Researchers have shown that caffeine increases memory [126], improves reaction time and logical reasoning, helps in periods of sleep restriction related to job and reduces drivers or pilots errors [127] and reduces risk of suicide [128] and depression [129]. It may protect against Parkinson’s and Alzheimer’s diseases [130]. Caffeine increases stamina during exercise [131], relieves post-workout muscle pain (cut the pain) [132] and may prevent weight gain [133]. Caffeine is beneficial in age-related chronic inflammation [134], which leads to high blood pressure, hardening of the arteries and heart diseases. It may protect against eyelid spasm [135], cataracts [136] and retinal degeneration [137], leading to blindness, against different kinds of cancer including skin cancer [138] and may prevent tinnitus (ringing in the ears) [139]. Caffeine is shown to be useful in asthma [140], lowering blood pressure [141], detoxication of the liver and the colon [142], reduction of fatty liver in non-alcoholic-related diseases [143], reduction of the liver fibrosis risk in hepatitis C [144], reduction of kidney stones risk and gout prevention [145]. It increases quality of semen in men [146] and acts as hair stimulant used in balding of men and women [147].

But due to the differences in individual sensitivity, caffeine can be easily overdosed, which may results in death—more than four cups of coffee are linked to premature death. Caffeine consumption may raise blood pressure [148], increase a risk of heart attacks among young adults [149] and gout attacks in the case of scarce caffeine overdosing [150]. It can reduce fertility [151], increase the risk of miscarriage [152], worsen the menopausal symptoms [153] and it may be a cause of breast tissue cysts in women [154]. Increased anxiety [155], depression [156], insomnia [157] and prolonged sleep deprivation problems, migraine headaches [158] are common side effects of its use. Adverse effects like incontinence [159], indigestion [160] forceful heart contractions, allergies, risk of bone fractures [161], impairment of hearing loss recovery [162], inhibition of the collagen production in the skin [163], even obesity and diabetes [164] are also on the list of potential negative effects. Recently, a large population study in the United States showed that an increase in caffeine consummation results in decrease in telomere length, which signifies accelerated ageing [165].
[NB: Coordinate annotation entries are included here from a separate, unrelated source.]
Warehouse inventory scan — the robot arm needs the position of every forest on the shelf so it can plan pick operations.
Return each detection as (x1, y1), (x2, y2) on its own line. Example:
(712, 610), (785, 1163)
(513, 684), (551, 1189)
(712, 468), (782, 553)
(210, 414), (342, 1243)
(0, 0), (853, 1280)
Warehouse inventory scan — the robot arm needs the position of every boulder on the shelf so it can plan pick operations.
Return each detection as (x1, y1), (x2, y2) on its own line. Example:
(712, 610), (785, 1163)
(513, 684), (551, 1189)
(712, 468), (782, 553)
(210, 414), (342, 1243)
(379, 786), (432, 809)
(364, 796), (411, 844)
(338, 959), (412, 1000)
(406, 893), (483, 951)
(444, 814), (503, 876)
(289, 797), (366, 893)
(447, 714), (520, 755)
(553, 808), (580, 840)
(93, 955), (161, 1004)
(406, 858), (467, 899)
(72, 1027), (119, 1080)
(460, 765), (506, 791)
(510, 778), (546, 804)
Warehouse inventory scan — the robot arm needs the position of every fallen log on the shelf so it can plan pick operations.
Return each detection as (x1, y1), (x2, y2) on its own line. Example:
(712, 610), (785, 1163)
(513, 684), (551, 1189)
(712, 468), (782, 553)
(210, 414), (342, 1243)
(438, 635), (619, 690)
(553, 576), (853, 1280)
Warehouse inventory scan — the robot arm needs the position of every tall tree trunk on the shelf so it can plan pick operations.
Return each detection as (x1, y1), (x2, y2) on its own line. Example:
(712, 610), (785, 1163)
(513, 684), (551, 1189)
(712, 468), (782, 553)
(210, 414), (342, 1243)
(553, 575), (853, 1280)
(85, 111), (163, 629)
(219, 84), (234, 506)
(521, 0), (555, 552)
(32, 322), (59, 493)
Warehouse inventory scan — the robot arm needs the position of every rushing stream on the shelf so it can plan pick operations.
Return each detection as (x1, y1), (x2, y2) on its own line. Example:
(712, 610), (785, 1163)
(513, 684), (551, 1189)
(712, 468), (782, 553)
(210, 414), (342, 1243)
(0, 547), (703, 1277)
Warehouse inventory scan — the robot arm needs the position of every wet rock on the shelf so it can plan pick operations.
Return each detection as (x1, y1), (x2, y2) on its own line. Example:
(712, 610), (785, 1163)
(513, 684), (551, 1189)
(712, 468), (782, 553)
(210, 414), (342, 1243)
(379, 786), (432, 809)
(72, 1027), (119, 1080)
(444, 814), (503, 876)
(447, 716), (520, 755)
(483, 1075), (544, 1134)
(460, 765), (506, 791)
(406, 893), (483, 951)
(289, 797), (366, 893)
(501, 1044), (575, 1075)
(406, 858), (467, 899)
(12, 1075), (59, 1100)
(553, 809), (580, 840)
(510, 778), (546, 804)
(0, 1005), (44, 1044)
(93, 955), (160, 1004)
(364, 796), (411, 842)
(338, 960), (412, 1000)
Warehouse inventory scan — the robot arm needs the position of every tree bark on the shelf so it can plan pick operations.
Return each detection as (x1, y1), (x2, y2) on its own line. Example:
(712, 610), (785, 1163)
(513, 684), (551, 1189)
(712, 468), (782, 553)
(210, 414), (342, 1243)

Many above observations, results, conclusions are mutually contradictory, which proves that despite of many years of scientific research, there are still unrevealed mysteries concerning caffeine chemical structure, physicochemical properties, its impact on living organisms, etc. Caffeine’s role in producing beneficial and harmful effects is still poorly understood and definitely requires more extensive investigation.